More photos from the weekend, just to get them off the iPhone and into the world.
Alex is the only property owner on his little lake who lets his shoreline remain more or less natural. “Frogs live in there,” he said. How could he mow a frog’s house? Thanks, iPhone, for your panorama option:
You can click it to big it.
Alex also has a stray cat who has taken to more or less permanent residency in his gardens, killing rodents as her rent. Her name is Sissy, and don’t let Alex tell you it’s really Pussy, because it’s Sissy. Here she is:
Sissy. Sissy the cat.
You guys have been so good about posting links I feel like I can’t bring you anything you haven’t seen yet. But I have a little.
From the WashPost, Gene Weingarten sends an open letter to his new boss:
Back in 1982, when I was an editor at Tropic, the Miami Herald’s Sunday magazine, the publisher asked us to run a story on our cover about the winners of The Silver Knight award, which was given out every year at a gala to the most promising high school seniors in the Miami area. The Silver Knights were a fine and noble enterprise, but the event was run and financed by Knight-Ridder, the corporate owners of The Miami Herald; Herald stories about the Silver Knight awards were inevitably uncritical, nakedly celebratory, and drenched in self-promotion. We at Tropic declined to run the story of the awards on the grounds that we were a small magazine trying to establish a feisty, pugnacious identity, and being a corporate suckup toady lickspittle didn’t fit in with our plans. The publisher glowered, muttered something about insubordination, and steered the story to another, less visible section of the paper. We went unpunished.
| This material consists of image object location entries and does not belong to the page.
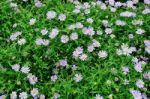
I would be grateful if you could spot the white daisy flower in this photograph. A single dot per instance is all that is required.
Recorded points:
(21, 41)
(78, 77)
(62, 17)
(98, 96)
(64, 38)
(136, 94)
(16, 67)
(51, 15)
(74, 36)
(44, 31)
(108, 30)
(25, 69)
(32, 21)
(13, 95)
(23, 95)
(140, 83)
(34, 92)
(102, 54)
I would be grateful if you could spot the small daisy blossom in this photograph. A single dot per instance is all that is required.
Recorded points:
(136, 94)
(62, 17)
(54, 78)
(42, 96)
(74, 36)
(77, 52)
(16, 67)
(140, 83)
(125, 70)
(51, 15)
(32, 21)
(83, 57)
(13, 95)
(102, 54)
(14, 36)
(53, 33)
(38, 4)
(64, 38)
(34, 92)
(140, 31)
(63, 62)
(78, 77)
(44, 31)
(146, 75)
(21, 41)
(108, 30)
(25, 69)
(56, 96)
(90, 20)
(98, 96)
(32, 79)
(23, 95)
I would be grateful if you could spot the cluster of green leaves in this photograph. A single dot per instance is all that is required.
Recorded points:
(42, 59)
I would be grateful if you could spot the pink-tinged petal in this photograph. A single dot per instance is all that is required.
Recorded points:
(147, 49)
(147, 42)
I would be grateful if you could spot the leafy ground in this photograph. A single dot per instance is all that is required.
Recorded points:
(107, 71)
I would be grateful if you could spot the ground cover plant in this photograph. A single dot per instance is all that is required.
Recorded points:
(51, 49)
Wikipedia tells me that one of the Silver Knight winners that year was little Jeffrey Bezos of Miami Palmetto High School. Haha.
You and I briefly crossed paths as younger men, and I dissed you. I guess it’s clear who won that race.
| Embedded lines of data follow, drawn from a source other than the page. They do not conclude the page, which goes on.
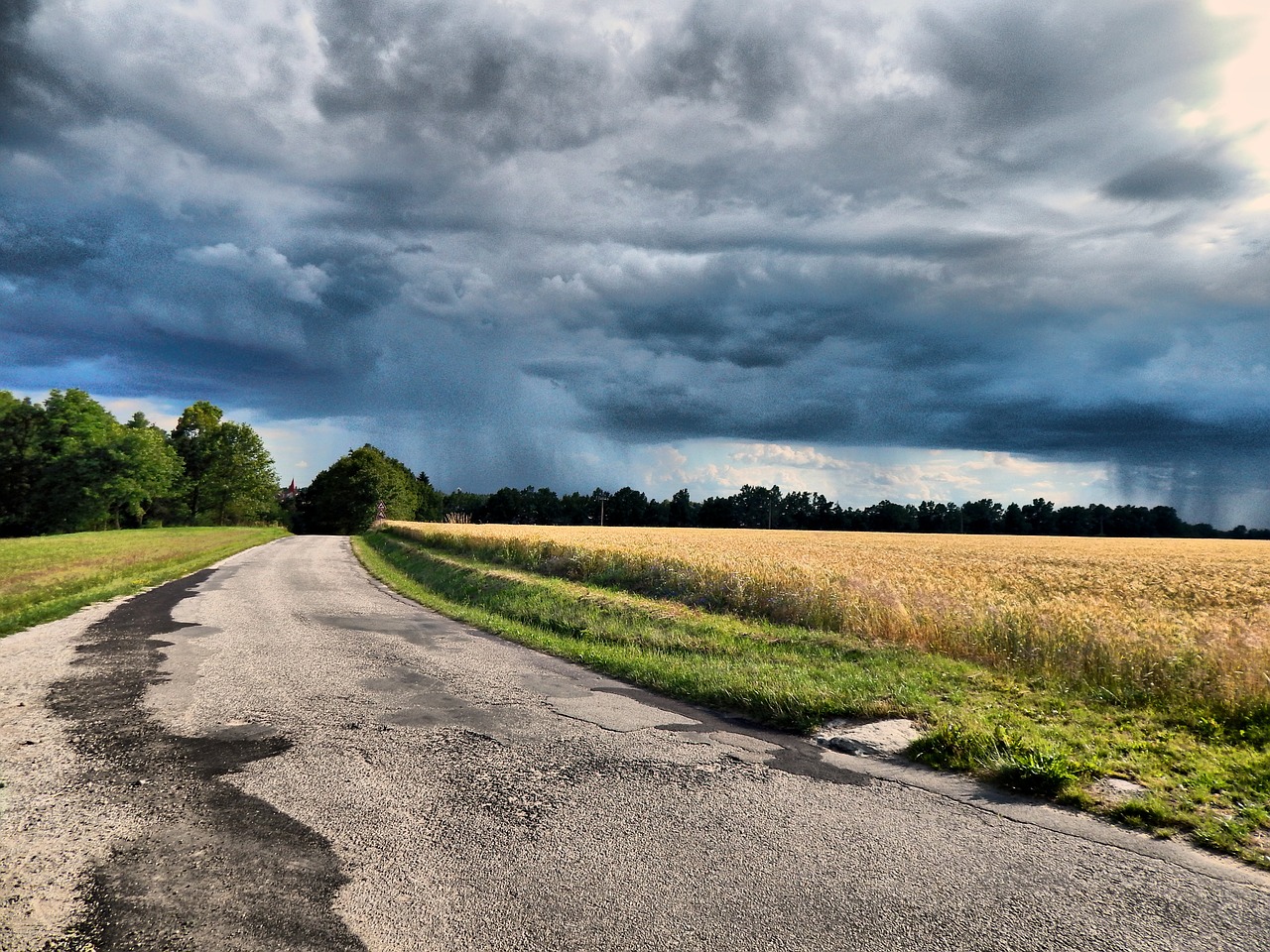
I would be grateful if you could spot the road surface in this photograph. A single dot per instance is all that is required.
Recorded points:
(278, 753)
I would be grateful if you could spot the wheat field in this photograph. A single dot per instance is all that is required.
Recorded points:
(1125, 617)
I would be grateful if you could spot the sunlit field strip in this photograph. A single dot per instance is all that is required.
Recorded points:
(1125, 617)
(50, 576)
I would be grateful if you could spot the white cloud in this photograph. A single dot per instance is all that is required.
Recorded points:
(266, 264)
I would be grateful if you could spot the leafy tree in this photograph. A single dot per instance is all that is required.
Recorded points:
(77, 461)
(229, 474)
(626, 507)
(21, 422)
(240, 485)
(684, 511)
(890, 517)
(149, 468)
(431, 507)
(344, 498)
(982, 517)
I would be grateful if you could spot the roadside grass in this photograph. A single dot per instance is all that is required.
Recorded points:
(1206, 767)
(1133, 619)
(53, 576)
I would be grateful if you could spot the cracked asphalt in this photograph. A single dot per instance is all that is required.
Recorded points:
(278, 753)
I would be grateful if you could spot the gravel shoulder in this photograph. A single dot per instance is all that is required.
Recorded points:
(318, 763)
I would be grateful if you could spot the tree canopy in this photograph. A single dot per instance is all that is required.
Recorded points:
(359, 486)
(66, 465)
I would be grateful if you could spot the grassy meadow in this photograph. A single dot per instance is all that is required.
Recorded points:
(51, 576)
(1044, 664)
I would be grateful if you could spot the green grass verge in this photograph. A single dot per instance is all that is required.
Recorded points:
(51, 576)
(1206, 777)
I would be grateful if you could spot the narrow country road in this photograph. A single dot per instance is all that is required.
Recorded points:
(280, 754)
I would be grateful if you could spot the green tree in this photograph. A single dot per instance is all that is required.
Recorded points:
(229, 474)
(21, 424)
(344, 498)
(240, 485)
(148, 471)
(79, 458)
(431, 507)
(194, 442)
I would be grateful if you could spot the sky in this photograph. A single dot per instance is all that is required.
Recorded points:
(929, 249)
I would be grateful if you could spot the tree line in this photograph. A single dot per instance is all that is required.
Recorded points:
(66, 465)
(758, 507)
(367, 484)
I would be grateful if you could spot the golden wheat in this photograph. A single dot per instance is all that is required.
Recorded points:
(1128, 616)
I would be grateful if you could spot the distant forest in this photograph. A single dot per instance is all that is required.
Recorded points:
(367, 484)
(66, 465)
(769, 508)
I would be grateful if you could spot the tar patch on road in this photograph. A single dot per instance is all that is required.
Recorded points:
(216, 869)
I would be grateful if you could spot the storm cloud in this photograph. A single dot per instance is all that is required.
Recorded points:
(522, 243)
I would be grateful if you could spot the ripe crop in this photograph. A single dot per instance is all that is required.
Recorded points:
(1127, 619)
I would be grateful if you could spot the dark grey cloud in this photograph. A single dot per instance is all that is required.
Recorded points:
(1173, 178)
(746, 55)
(516, 239)
(475, 75)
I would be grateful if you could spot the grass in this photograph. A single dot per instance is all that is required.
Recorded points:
(1205, 763)
(1129, 619)
(53, 576)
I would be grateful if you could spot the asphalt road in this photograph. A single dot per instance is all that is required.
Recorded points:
(281, 754)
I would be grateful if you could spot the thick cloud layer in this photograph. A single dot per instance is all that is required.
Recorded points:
(518, 239)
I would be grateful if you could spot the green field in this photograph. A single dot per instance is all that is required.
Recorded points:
(1205, 765)
(51, 576)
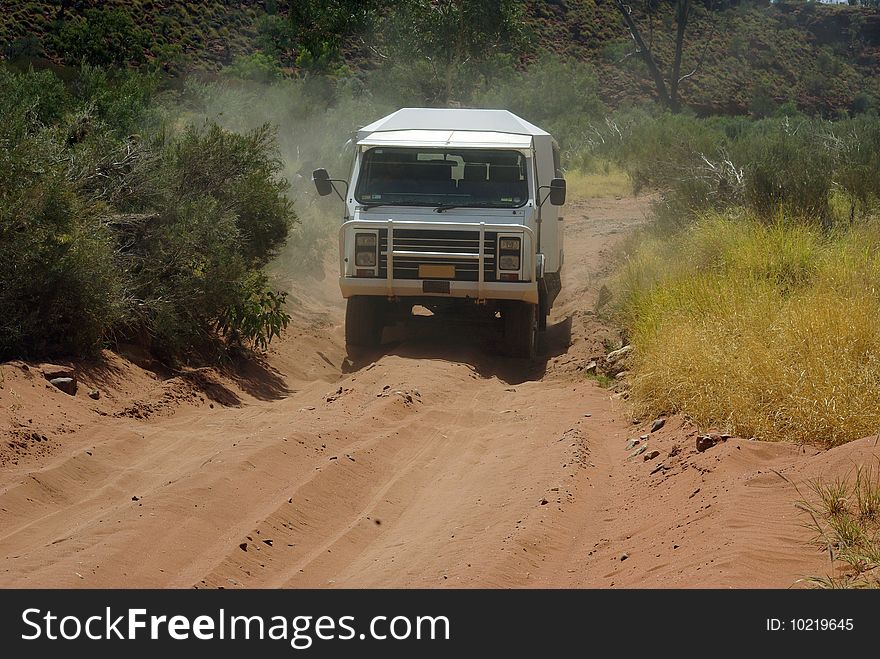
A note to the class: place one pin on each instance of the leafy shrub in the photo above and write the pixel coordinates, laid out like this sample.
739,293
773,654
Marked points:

We had a similar award at the News ‘n’ Sentinel, the Sterling Sentinel award, but not even one section that could get out of the self-promotional story-writing.
Rembert Browne visits Detroit. I’m a little tired of these pieces, but OK. His heart is in the right place.
Having endured only one episode of “To Catch a Predator,” and learning to my horror that it was part of a long-running series, and finding myself in the very uncomfortable position of feeling sorry for some of these poor saps, all I can say is: This couldn’t have happened to a nicer guy.
Late night, early morning. Let’s all have a good Wednesday.